The C++ Programmer Problem
I’ve spent the great majority of my career writing code in C++. After using the language for 14 years, I would consider myself very fluent in the language. I might even say “expert-level,” but the trouble with being even close to an “expert” in C++ is that no one believes you.
In that way it seems C++ is somewhat unique: I don’t think that people who claim to know Python or Ruby would engender the same level of distrust. It seems to be only C++ where if you claim you know it, you are by default treated as though you are lying. Why is this? Perhaps because C++ is something a lot of people claim to know because recruiters think it’s good. Or it could be because those who have some level of expertise in the language know just how complex it really is and by default assume you don’t? It might also be the general distrust shown in an interview setting — numbers on resumes don’t mean anything, and you are guilty of being a non-programming programmer until proven innocent.
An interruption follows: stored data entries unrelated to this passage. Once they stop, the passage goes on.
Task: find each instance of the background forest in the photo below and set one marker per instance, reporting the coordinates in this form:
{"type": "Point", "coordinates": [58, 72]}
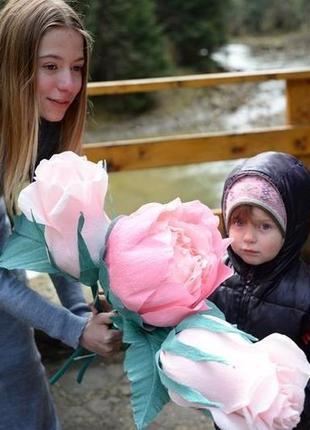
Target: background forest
{"type": "Point", "coordinates": [150, 38]}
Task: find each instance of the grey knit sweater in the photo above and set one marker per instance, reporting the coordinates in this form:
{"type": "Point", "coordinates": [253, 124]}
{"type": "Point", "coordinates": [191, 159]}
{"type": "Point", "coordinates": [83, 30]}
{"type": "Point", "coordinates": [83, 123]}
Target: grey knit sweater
{"type": "Point", "coordinates": [25, 400]}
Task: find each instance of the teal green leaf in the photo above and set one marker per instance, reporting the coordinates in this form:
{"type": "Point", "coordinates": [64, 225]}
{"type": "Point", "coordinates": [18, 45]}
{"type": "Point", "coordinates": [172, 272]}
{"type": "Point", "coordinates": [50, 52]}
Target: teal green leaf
{"type": "Point", "coordinates": [89, 271]}
{"type": "Point", "coordinates": [214, 310]}
{"type": "Point", "coordinates": [187, 393]}
{"type": "Point", "coordinates": [26, 248]}
{"type": "Point", "coordinates": [198, 321]}
{"type": "Point", "coordinates": [173, 345]}
{"type": "Point", "coordinates": [148, 394]}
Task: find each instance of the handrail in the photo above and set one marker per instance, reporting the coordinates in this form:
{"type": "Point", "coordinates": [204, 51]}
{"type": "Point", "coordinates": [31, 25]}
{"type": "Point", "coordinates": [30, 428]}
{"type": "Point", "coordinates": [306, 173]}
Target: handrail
{"type": "Point", "coordinates": [294, 137]}
{"type": "Point", "coordinates": [192, 81]}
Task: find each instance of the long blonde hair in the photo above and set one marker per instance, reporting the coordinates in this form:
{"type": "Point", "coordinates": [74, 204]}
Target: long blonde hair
{"type": "Point", "coordinates": [22, 26]}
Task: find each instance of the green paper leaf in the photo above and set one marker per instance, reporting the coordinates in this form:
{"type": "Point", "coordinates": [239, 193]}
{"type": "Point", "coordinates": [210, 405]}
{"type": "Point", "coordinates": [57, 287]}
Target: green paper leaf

Of course I’m not saying that I’m at the same level of Bjarne Stroustrup or Herb Sutter. There are always some language internals I have to look up, like vtable-layout in multiple inheritance or the finer points of overload resolution. I use C++ as a tool, just like any other language. That said, ever since reading Modern C++ Design by Alexei Alexandrescu I have explored the breadth and complexity and the language quite a bit, using advanced features of the language to make writing code easier and less error-prone by finding bugs at compile-time rather than at run-time. When you understand that C++ templates are far, far more than just “containers of T,” you have taken your first step into a larger world.
But what number of developers have made it to the second peak of C++ understanding vs. those who consider themselves “experts” when they are just using C++ as “C with classes”? Hard to say, but it’s understandable that most programmers on the second peak would find it implausible that he or she is meeting someone who has made the summit as well. And so despite 14 years of experience with C++, despite having written one’s own versions of
std::vector, those unlucky few of us must still explain what a virtual function is.
There should be some questions from the other side: what types of questions would only a true expert know? Here are some thoughts:
1. Write out the pointer-to-member syntax from memory.
2. Give an example of partial template specialization.
3. What does SFINAE stand for, and what does it mean?
4. Explain what is meant by “two-phase name-lookup.”
I’m sure there are others. And perhaps your expert programmer wouldn’t know these off-hand, but would at least have had experience with them.
C++ isn’t the most glamorous or “in” language these days, and whatever “coolness” it may have had in the past has been supplanted by scripting languages like Ruby and Python, as well as functional languages like Scala and Erlang. So perhaps it is the fate of those who are truly proficient in C++ to remain a scattered lot, silently practicing and honing their craft, forever to be underestimated.